ROCTAVIAN is given as a one-time intravenous (IV) infusion in our outpatient infusion area. The infusion requires one or two hours. You will be monitored during the infusion and for at least three hours afterward, but you will not need to be admitted to the hospital.

After treatment, we will follow you closely with weekly blood tests for at least 26 weeks to ensure your liver remains healthy and that you are making factor VIII. If your liver enzymes are abnormal you may need to start on a medication such as prednisone to dampen your body’s immune response to ROCTAVIAN. If your liver remains healthy, or once you stop this medication, you will only need blood work every two weeks until you hit the one-year mark. In year 2, will need blood work only every three months, and then every six months in year 3 and beyond.

You will also need a liver ultrasound and an alpha-fetoprotein blood test once a year for at least five years.

Do I need to take any precautions after treatment?

To prevent harm to your liver, you should avoid alcohol for at least one year after the infusion and limit alcohol after that. We also suggest avoiding herbal products and nutritional supplements that may affect your liver. Because ROCTAVIAN’s safety for unborn children is unknown, you should avoid semen donation or pregnancy for a period of six months after you receive ROCTAVIAN.

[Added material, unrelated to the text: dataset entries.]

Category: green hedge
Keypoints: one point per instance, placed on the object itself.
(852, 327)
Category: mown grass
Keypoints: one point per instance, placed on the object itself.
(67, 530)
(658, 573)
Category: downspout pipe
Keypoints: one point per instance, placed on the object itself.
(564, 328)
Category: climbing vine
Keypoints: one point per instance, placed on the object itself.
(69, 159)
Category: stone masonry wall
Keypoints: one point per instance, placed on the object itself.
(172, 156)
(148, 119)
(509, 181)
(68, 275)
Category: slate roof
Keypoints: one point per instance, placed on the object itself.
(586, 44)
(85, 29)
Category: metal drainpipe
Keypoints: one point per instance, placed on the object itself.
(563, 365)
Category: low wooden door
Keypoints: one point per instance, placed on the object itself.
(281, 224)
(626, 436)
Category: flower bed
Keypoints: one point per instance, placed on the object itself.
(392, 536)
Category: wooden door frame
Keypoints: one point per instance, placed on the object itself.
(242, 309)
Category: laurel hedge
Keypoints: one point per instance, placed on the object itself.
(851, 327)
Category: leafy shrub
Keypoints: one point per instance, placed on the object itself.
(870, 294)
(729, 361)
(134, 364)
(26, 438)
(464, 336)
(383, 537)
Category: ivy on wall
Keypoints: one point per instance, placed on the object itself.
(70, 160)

How well does ROCTAVIAN work?

At this writing, what we know is based on data from 112 people receiving ROCTAVIAN and followed for at least six months before and three years after their infusion. ROCTAVIAN worked for 80 percent of recipients; others did not respond or eventually stopped responding to treatment. At follow-up an average 2.3 years after ROCTAVIAN treatment, 12 percent of recipients went back on prophylaxis to prevent bleeding. The number of annual bleeding episodes was reduced, on average, by more than half, from 5.4 to 2.6 episodes per year.

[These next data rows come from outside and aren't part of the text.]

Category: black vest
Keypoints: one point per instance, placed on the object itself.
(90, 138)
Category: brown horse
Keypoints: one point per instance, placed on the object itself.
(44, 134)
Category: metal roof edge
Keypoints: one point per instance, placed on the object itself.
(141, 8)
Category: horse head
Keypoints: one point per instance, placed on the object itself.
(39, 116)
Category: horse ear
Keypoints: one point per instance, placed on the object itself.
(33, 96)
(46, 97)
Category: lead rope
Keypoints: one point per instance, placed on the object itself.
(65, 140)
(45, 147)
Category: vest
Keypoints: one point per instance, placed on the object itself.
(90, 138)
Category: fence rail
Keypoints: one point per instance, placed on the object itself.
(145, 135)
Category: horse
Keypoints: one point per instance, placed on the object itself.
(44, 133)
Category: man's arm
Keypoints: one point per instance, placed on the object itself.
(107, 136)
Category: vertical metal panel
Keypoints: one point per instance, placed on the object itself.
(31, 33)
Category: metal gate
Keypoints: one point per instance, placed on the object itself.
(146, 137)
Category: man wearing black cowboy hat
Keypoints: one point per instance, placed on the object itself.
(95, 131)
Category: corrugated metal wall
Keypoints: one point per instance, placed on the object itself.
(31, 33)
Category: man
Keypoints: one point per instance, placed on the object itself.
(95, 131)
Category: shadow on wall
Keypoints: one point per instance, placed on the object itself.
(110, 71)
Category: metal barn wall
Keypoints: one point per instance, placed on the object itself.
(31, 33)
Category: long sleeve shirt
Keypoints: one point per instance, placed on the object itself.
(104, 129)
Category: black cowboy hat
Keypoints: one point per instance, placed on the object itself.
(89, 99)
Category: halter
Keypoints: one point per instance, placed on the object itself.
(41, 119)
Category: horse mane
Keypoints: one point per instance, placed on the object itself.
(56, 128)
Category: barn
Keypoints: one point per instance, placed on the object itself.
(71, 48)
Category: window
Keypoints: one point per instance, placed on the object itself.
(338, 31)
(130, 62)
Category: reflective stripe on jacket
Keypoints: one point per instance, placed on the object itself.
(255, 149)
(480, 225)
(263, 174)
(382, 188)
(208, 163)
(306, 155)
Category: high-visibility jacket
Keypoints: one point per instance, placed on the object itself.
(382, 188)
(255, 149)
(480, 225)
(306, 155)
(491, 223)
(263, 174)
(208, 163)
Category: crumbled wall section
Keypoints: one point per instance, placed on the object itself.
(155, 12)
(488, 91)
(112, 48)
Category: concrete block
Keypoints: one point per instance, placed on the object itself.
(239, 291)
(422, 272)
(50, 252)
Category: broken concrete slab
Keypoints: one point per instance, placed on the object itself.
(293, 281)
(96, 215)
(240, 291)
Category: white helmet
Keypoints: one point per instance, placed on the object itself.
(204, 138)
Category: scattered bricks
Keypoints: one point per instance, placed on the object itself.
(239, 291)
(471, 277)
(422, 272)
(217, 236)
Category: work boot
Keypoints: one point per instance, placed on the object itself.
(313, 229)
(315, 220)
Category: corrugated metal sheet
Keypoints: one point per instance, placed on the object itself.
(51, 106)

What are the risks of ROCTAVIAN?

  • Reactions to the infusion including allergic reactions sometimes happen. Symptoms may include hives, itching, a rash, sneezing, coughing, shortness of breath, a runny nose, watery eyes, tingling throat, nausea, diarrhea, lowered blood pressure, a fever, and chills. We will treat these and slow or pause the infusion as needed. If you have a severe allergic reaction (anaphylaxis) the infusion will stop.
  • Liver toxicity (hepatotoxicity) usually doesn’t cause symptoms, but may be found on blood tests in the weeks and months after ROCTAVIAN administration. You may need to start oral corticosteroid treatment (prednisone) or another medication that dampens your immune system response.
  • Blood clots: Sometimes ROCTAVIAN can increase factor VIII activity above the normal range, posing an increased risk for blood clots (thromboembolism). We will check factor VIII activity in your follow-up blood work.
  • Cancer is a theoretical risk because ROCTAVIAN can also insert into the DNA of other human body cells. Although no cancers caused by ROCTAVIAN have been reported at this writing, we monitor for signs of liver cancer (hepatocellular carcinoma) if you have risk factors such as hepatitis B or C, non-alcoholic fatty liver disease, chronic alcohol consumption, non-alcoholic steatohepatitis, or advanced age.

Will my health insurance cover ROCTAVIAN?

Because this therapy is so new, it’s not clear how many health insurance providers cover this therapy. We encourage you to talk with your insurance company and care team. Boston Children’s Financial Services staff will guide you through the insurance approval process.